Para Yuri Santos. diretor de operações da Direção Máquinas e Equipamentos – Demaq, a despeito das propostas para a destinação e tratamento ambientalmente corretos ao lixo, em todas as suas classificações, a primeira passa por investimentos massivos, de forma planejada e responsável, em alternativas sustentáveis e com ganhos substanciais para a saúde, a economia e o meio ambiente com todas as complexidades que lhe são afetas. “As soluções estão postas, cabe aos gestores públicos se vestirem da mesma vontade política e disposição, assim como vêm fazendo para enfrentar a Covid-19, para acabar de vez com uma de nossas maiores chagas, os aterros e lixões, para onde são destinados mais de 80 mil toneladas de resíduos por dia e com elevado potencial de poluição ambiental e consequências graves à saúde da população, em particular de milhões de brasileiros que têm, nas montanhas de lixo e com tudo o que há de mais degradante para a própria dignidade humana, o sustento de suas famílias”, enfatiza.
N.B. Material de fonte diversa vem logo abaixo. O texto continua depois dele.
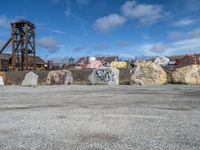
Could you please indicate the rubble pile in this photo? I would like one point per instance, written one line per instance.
(31, 79)
(149, 73)
(105, 75)
(60, 77)
(187, 75)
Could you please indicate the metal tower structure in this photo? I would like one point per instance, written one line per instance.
(23, 45)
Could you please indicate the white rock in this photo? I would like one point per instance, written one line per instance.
(60, 77)
(105, 75)
(31, 79)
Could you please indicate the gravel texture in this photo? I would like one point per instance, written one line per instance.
(100, 117)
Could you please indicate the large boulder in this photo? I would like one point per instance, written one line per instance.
(1, 81)
(31, 79)
(105, 75)
(149, 73)
(187, 75)
(60, 77)
(162, 61)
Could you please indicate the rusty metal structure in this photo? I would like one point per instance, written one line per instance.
(23, 44)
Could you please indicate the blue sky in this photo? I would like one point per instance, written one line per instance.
(107, 27)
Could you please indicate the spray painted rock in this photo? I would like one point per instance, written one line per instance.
(149, 73)
(187, 75)
(1, 81)
(31, 79)
(59, 77)
(105, 75)
(162, 61)
(5, 78)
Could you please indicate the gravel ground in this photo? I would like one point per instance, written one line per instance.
(100, 117)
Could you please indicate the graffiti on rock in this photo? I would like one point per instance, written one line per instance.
(105, 75)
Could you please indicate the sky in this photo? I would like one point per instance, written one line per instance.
(128, 29)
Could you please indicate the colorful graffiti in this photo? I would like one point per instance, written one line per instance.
(105, 75)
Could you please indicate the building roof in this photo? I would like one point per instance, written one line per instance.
(39, 60)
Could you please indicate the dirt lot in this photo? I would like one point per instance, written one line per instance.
(100, 117)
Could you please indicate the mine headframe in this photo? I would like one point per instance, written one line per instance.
(23, 44)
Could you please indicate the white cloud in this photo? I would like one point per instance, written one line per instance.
(175, 36)
(159, 48)
(79, 49)
(146, 13)
(68, 11)
(83, 2)
(107, 23)
(194, 34)
(49, 43)
(124, 44)
(102, 47)
(184, 22)
(4, 22)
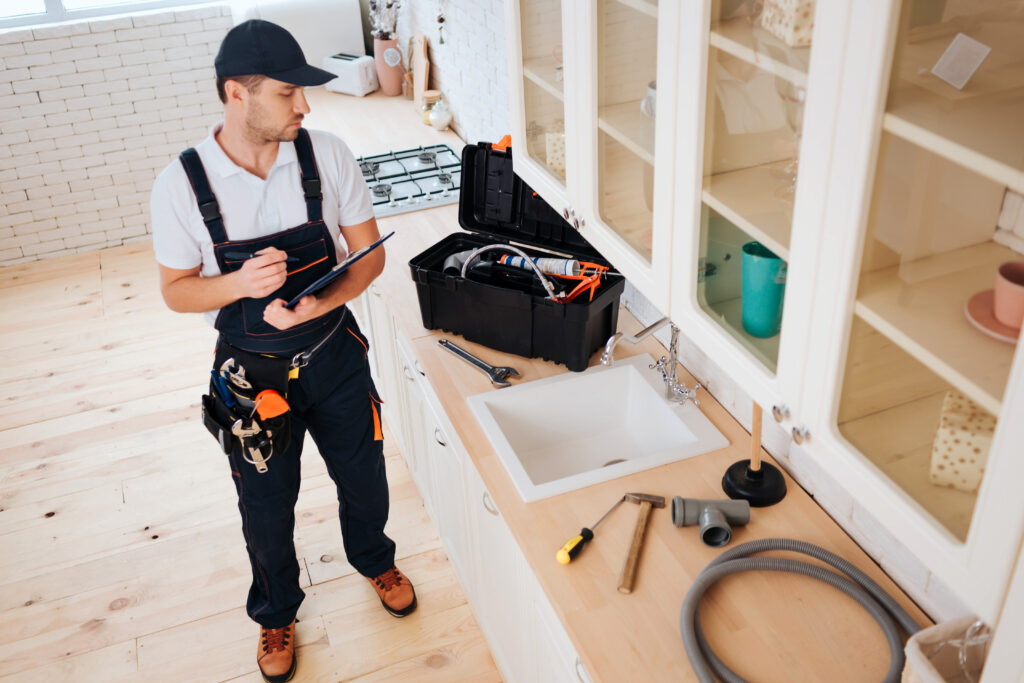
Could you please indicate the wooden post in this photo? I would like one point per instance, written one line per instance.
(756, 439)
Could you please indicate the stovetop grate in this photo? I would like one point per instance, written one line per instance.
(412, 179)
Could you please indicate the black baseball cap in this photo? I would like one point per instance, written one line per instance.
(258, 47)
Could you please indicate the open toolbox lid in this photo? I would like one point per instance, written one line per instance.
(495, 201)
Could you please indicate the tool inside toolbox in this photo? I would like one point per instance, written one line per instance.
(501, 266)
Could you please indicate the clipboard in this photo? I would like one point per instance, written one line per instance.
(337, 271)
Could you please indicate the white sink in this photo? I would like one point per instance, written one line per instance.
(578, 429)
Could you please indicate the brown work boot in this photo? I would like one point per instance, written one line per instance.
(395, 592)
(275, 654)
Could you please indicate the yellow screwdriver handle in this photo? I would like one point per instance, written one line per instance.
(572, 547)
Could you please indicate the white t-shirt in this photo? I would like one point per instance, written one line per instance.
(250, 206)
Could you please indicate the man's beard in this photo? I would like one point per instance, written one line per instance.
(260, 131)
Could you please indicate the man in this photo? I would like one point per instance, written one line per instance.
(242, 223)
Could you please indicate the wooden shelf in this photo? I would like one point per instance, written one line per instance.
(544, 73)
(729, 314)
(986, 139)
(740, 38)
(920, 306)
(748, 199)
(978, 126)
(628, 125)
(898, 441)
(648, 7)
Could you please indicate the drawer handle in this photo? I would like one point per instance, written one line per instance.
(489, 506)
(801, 434)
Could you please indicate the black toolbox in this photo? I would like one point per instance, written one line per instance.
(497, 207)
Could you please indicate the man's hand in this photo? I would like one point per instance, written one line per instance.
(263, 274)
(275, 314)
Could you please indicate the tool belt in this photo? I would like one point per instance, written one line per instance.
(247, 403)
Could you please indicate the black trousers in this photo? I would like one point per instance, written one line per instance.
(335, 399)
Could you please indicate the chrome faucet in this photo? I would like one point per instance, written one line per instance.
(666, 365)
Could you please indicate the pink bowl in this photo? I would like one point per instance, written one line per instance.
(1009, 303)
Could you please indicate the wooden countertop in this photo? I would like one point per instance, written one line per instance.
(766, 627)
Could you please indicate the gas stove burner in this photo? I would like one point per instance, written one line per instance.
(422, 177)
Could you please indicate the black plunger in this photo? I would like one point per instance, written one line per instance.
(760, 483)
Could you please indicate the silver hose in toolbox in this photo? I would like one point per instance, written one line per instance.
(862, 589)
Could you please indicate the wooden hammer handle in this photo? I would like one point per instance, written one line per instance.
(630, 568)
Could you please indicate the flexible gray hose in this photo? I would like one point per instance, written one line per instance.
(862, 589)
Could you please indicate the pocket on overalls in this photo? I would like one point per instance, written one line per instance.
(375, 408)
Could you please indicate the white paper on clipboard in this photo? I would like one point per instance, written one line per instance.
(336, 271)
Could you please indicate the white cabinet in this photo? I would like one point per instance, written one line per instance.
(586, 81)
(821, 223)
(385, 363)
(918, 178)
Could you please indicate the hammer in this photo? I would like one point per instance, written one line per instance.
(630, 568)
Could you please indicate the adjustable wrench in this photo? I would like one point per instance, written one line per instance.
(496, 374)
(257, 456)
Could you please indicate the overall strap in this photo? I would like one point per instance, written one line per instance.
(310, 178)
(208, 207)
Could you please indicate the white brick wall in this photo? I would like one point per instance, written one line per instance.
(470, 67)
(89, 113)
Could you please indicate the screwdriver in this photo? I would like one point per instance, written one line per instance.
(572, 547)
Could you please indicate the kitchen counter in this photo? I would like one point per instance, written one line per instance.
(767, 627)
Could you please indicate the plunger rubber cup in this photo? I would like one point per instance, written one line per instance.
(761, 487)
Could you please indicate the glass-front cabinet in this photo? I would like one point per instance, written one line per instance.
(750, 182)
(930, 293)
(542, 102)
(597, 103)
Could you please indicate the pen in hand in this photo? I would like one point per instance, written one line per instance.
(245, 255)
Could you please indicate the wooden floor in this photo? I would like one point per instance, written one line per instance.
(121, 548)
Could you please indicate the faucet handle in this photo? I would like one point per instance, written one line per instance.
(681, 393)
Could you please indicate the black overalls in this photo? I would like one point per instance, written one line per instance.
(333, 396)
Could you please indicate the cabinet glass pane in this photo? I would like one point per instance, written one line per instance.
(757, 84)
(626, 109)
(544, 86)
(928, 359)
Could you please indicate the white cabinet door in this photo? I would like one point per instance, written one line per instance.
(753, 143)
(542, 78)
(915, 404)
(449, 491)
(385, 363)
(626, 114)
(419, 419)
(557, 660)
(499, 596)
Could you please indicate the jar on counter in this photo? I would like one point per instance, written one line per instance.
(440, 116)
(430, 97)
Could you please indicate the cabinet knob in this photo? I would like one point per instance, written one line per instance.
(488, 505)
(800, 434)
(581, 672)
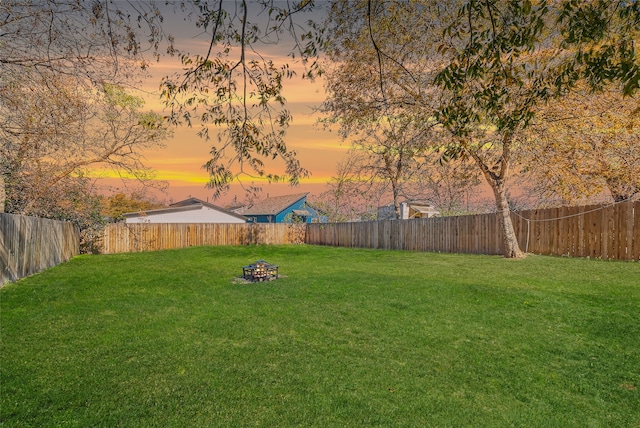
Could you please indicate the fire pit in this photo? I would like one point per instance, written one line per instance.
(260, 271)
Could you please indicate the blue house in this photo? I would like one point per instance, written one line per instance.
(283, 209)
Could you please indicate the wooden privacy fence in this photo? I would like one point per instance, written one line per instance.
(121, 238)
(608, 232)
(29, 245)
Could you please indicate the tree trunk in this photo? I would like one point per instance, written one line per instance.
(510, 247)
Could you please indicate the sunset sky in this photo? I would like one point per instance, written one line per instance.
(180, 163)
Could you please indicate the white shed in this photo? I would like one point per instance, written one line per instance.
(189, 211)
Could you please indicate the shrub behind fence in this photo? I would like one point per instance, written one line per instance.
(29, 245)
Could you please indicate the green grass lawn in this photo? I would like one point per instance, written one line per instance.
(345, 337)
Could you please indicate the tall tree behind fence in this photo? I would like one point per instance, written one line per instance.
(608, 232)
(119, 238)
(29, 245)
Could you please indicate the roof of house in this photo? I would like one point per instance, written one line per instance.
(273, 205)
(185, 205)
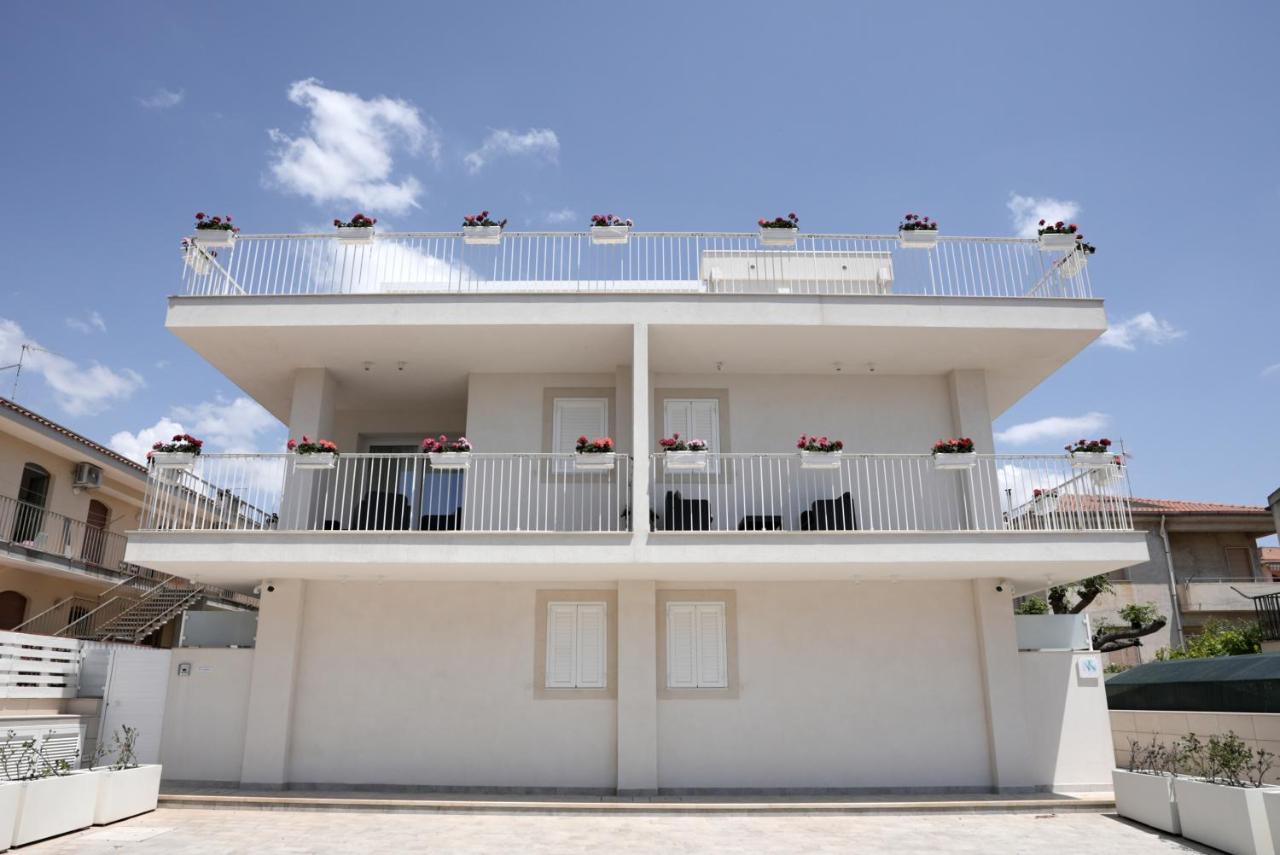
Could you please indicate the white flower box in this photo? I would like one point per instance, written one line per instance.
(955, 460)
(55, 805)
(214, 238)
(685, 461)
(611, 233)
(1233, 819)
(315, 460)
(126, 792)
(1057, 242)
(821, 460)
(488, 236)
(173, 460)
(918, 238)
(1092, 460)
(1147, 799)
(594, 461)
(778, 237)
(355, 234)
(449, 460)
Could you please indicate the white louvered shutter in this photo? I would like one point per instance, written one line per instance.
(592, 645)
(681, 647)
(712, 654)
(561, 645)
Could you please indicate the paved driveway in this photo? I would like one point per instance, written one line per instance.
(188, 831)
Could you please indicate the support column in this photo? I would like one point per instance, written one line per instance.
(269, 721)
(640, 439)
(638, 687)
(1008, 736)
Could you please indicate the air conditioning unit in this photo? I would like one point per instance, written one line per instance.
(87, 476)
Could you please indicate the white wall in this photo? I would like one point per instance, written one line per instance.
(841, 685)
(204, 730)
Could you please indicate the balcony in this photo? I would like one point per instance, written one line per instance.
(650, 263)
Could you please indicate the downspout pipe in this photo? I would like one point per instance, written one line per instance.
(1176, 636)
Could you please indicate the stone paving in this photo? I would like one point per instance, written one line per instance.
(191, 831)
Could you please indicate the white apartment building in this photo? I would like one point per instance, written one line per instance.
(534, 622)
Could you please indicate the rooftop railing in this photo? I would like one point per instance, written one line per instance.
(442, 263)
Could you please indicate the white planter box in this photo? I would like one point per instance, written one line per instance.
(1147, 799)
(488, 236)
(315, 460)
(778, 237)
(918, 238)
(685, 461)
(1092, 460)
(214, 238)
(955, 460)
(173, 460)
(1229, 818)
(355, 236)
(821, 460)
(449, 460)
(1057, 242)
(126, 792)
(55, 805)
(594, 461)
(611, 233)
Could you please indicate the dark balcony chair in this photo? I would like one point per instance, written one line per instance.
(384, 512)
(688, 515)
(442, 521)
(760, 522)
(830, 515)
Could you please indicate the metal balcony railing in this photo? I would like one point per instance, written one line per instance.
(389, 493)
(649, 263)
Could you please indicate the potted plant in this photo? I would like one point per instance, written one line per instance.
(917, 232)
(594, 455)
(607, 228)
(356, 231)
(684, 455)
(781, 231)
(1091, 453)
(181, 452)
(124, 787)
(448, 453)
(1144, 791)
(954, 453)
(480, 229)
(53, 799)
(1221, 803)
(197, 257)
(215, 231)
(312, 453)
(819, 452)
(1057, 237)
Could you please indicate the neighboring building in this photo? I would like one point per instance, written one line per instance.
(526, 618)
(65, 507)
(1203, 556)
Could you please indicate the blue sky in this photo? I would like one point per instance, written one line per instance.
(1155, 122)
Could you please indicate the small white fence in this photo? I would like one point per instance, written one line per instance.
(39, 666)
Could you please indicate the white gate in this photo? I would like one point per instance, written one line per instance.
(137, 681)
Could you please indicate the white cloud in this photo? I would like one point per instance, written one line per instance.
(78, 389)
(87, 325)
(540, 143)
(163, 99)
(561, 216)
(1029, 210)
(1054, 428)
(347, 146)
(1139, 329)
(228, 426)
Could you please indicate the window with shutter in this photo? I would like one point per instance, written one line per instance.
(576, 645)
(696, 645)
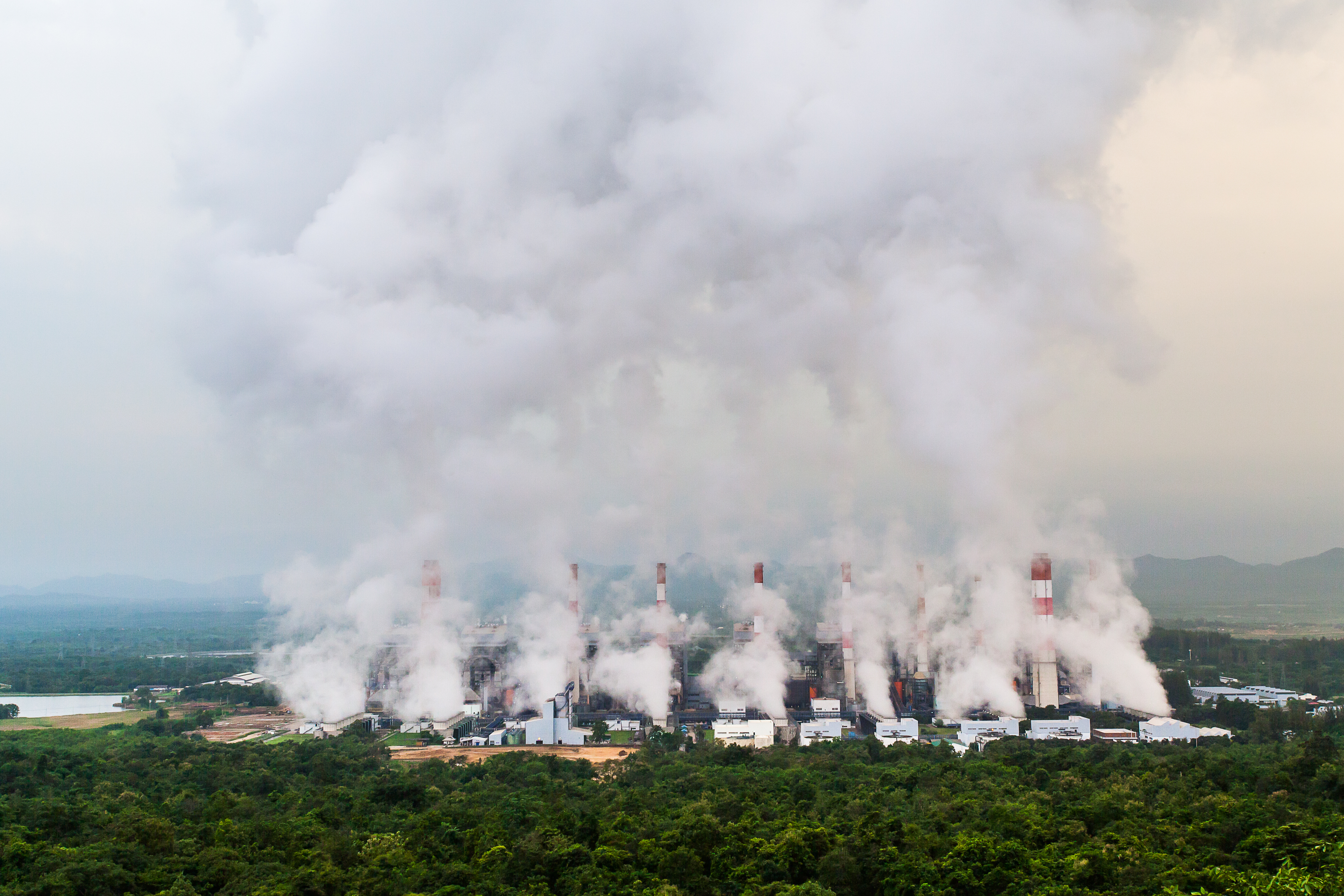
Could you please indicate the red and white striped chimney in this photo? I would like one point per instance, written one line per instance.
(921, 628)
(1045, 673)
(847, 632)
(574, 589)
(432, 582)
(663, 621)
(975, 602)
(758, 620)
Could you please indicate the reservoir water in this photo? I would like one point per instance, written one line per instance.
(64, 705)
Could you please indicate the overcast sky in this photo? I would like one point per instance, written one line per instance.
(121, 166)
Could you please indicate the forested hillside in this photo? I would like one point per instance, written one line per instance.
(130, 812)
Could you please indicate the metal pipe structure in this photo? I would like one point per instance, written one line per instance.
(572, 671)
(758, 620)
(432, 579)
(975, 602)
(921, 629)
(847, 633)
(1045, 672)
(574, 590)
(664, 620)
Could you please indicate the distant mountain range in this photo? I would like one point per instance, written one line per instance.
(240, 589)
(1216, 589)
(1300, 592)
(131, 601)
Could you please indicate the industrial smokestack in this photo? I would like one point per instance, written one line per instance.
(574, 589)
(572, 668)
(432, 581)
(975, 602)
(847, 633)
(921, 629)
(1045, 673)
(758, 621)
(663, 621)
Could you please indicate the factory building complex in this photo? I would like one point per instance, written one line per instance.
(823, 698)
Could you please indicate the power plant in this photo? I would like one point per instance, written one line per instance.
(823, 695)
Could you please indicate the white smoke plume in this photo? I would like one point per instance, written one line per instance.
(639, 678)
(629, 279)
(547, 644)
(755, 671)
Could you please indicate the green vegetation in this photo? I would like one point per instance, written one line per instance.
(142, 811)
(1313, 665)
(116, 660)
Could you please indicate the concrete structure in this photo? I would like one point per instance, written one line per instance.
(1273, 695)
(823, 708)
(1072, 729)
(974, 729)
(921, 629)
(553, 727)
(667, 631)
(1045, 671)
(512, 733)
(1164, 729)
(1205, 694)
(818, 730)
(847, 633)
(746, 734)
(431, 581)
(733, 708)
(897, 731)
(242, 680)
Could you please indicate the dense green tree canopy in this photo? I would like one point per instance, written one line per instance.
(127, 811)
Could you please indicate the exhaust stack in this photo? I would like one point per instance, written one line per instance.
(432, 581)
(758, 620)
(663, 620)
(921, 629)
(1045, 672)
(572, 668)
(847, 633)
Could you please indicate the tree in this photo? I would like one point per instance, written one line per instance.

Tecnologia e sustentabilidade

Ao falar de solução, Yuri Santos considera uma tecnologia japonesa como sendo a melhor aposta para o tratamento de resíduos sólidos urbanos, industriais, de agronegócio e hospitalar, a qual reduz em até 95% o volume dos resíduos e está totalmente dentro das normas ambientais. Chamada de “DTRO5”, trata-se de um equipamento de grande porte (5 toneladas) para decomposição de resíduos por meio de plasma frio, que pode integrar uma Usina de Tratamento de Resíduos Urbanos. Funciona com a presença de oxigênio ionizado e decompõe a temperaturas inferiores a incineradores convencionais, gerando o mínimo de poluentes e dispensando totalmente a utilização de aterros sanitários, já proibidos desde 2010.  Com capacidade para tratar 210 kg de lixo por hora, somente uma atende às necessidades de um município de até 20 mil habitantes, por exemplo. Vale destacar a triagem de todo o resíduo feita antes de dar entrada no maquinário, o que torna indispensável a colaboração de Associações de Catadores de Papel.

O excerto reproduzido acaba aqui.